Monday, 11 February 2008

Hope Restored

I had my hopes set on this past chemo being my last one. I have regained much of my strength and health in the time between chemo treatments and surgery. It was good to have that break of two months. My body was definitely the healthiest it has been in a long time. This round of chemo hasn't been too bad. I have not been sick and the feelings of nausea have mostly been manageable.

I had allowed myself to spiral downward almost into despair when I found out that I needed to have another chemo treatment. Chemo does take its toll on me. While I am grateful for the good it does in destroying cancer cells, I hate the way it messes with my body. I would not want to discourage anyone from taking chemo, but I can't pretend that it's "a walk in the park".

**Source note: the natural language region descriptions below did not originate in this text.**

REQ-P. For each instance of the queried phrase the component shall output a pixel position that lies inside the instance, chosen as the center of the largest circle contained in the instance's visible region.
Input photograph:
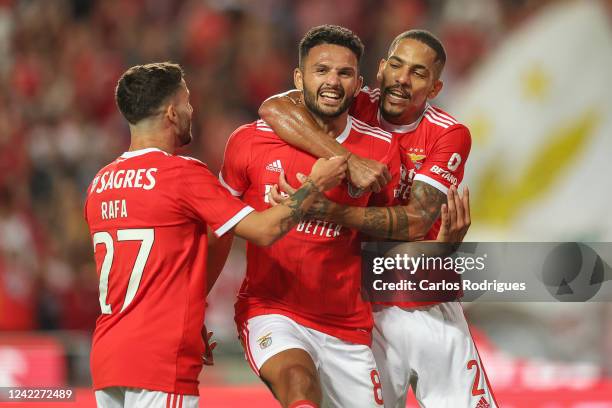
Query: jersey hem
(184, 390)
(363, 339)
(432, 182)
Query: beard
(311, 101)
(390, 112)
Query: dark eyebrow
(415, 66)
(346, 68)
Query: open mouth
(397, 94)
(330, 97)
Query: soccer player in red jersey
(305, 329)
(151, 214)
(412, 344)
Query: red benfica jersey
(148, 212)
(433, 150)
(313, 274)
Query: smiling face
(408, 78)
(329, 79)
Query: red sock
(303, 404)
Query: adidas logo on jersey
(275, 166)
(483, 403)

I had emailed family, friends and our church with the news that I needed to have a total of 6 chemo treatments; the final 2 would be "precautionary" to ensure that any microscopic cancer cells would be destroyed. I received some encouraging emails in reply. I was assured of love and prayer support. I was reminded of God's love and faithfulness to me. I needed my sisters in Christ to help lift me from the edge of despair.

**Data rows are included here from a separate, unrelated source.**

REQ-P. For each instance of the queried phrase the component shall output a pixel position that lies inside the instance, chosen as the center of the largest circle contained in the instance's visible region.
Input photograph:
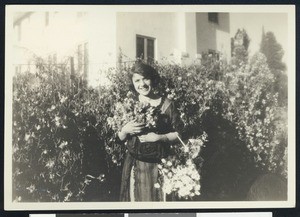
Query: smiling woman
(147, 146)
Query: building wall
(161, 26)
(212, 36)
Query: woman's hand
(130, 128)
(151, 137)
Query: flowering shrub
(180, 175)
(133, 110)
(55, 132)
(253, 107)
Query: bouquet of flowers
(179, 172)
(133, 110)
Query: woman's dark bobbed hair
(146, 71)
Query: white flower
(156, 185)
(189, 162)
(169, 163)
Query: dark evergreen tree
(274, 54)
(239, 47)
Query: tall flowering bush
(56, 125)
(253, 107)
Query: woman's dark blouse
(168, 121)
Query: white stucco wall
(102, 45)
(211, 35)
(161, 26)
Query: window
(145, 48)
(82, 58)
(47, 17)
(213, 17)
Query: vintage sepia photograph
(149, 107)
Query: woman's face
(141, 84)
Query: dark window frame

"Hope deferred makes the heart sick, but when dreams come true, there is life and joy." Proverbs 13:12 (NLT)

"A heart at peace gives life to the body, but envy rots the bones." Proverbs 14:30 (NIV)

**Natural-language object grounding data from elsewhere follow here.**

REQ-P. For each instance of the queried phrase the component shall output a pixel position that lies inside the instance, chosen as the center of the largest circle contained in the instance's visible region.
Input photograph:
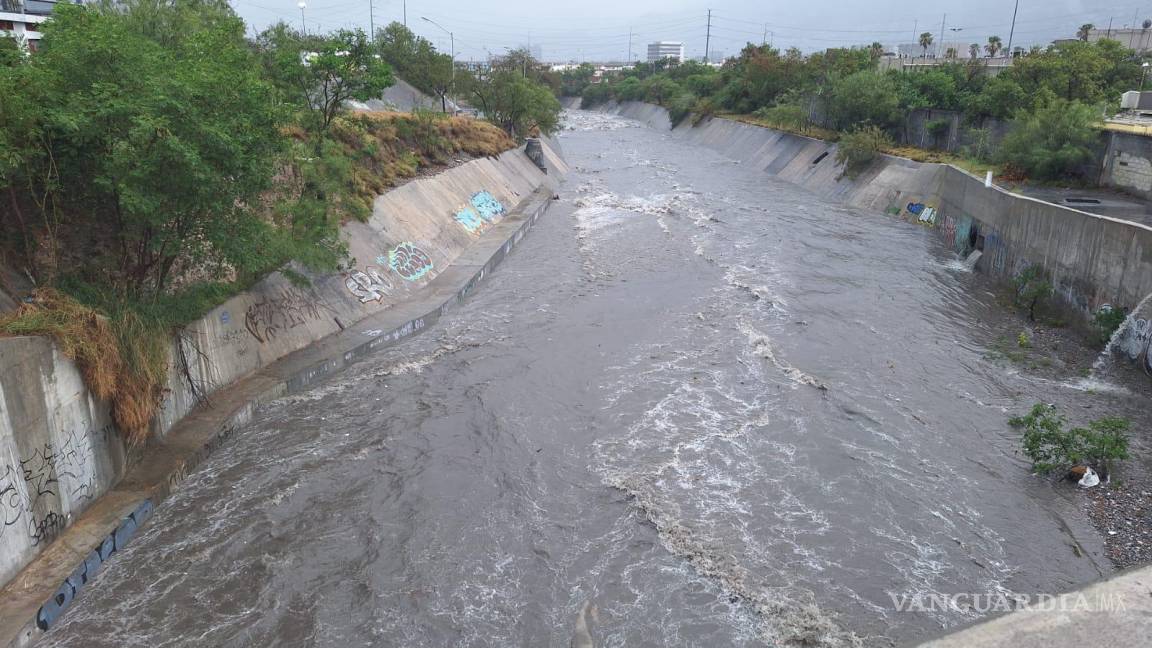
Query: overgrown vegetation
(156, 162)
(1032, 289)
(1052, 447)
(1052, 98)
(1108, 319)
(857, 149)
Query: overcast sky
(598, 29)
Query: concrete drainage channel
(42, 593)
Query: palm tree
(993, 46)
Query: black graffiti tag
(275, 314)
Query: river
(696, 407)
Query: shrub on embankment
(151, 167)
(1048, 102)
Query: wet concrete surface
(696, 407)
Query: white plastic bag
(1090, 479)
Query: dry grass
(123, 356)
(122, 361)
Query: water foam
(762, 347)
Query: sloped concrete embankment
(72, 494)
(1092, 260)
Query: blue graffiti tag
(470, 220)
(85, 571)
(487, 205)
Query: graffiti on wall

"An anxious heart weighs a man down, but a kind word cheer him up." Proverbs 12:25 (NIV)

1 comment:

littlesis said...

I know it was a huge blow to find out about the additional chemo. I was feeling so bad/sad for you when mom told me but I take comfort in the fact that this is with your best interest at heart. It's now 5 down and 1 to go! I'm grateful for the continued support you receive--a word in season--and that your hope is renewed! Faith, Hope, Love! Keep'em strong!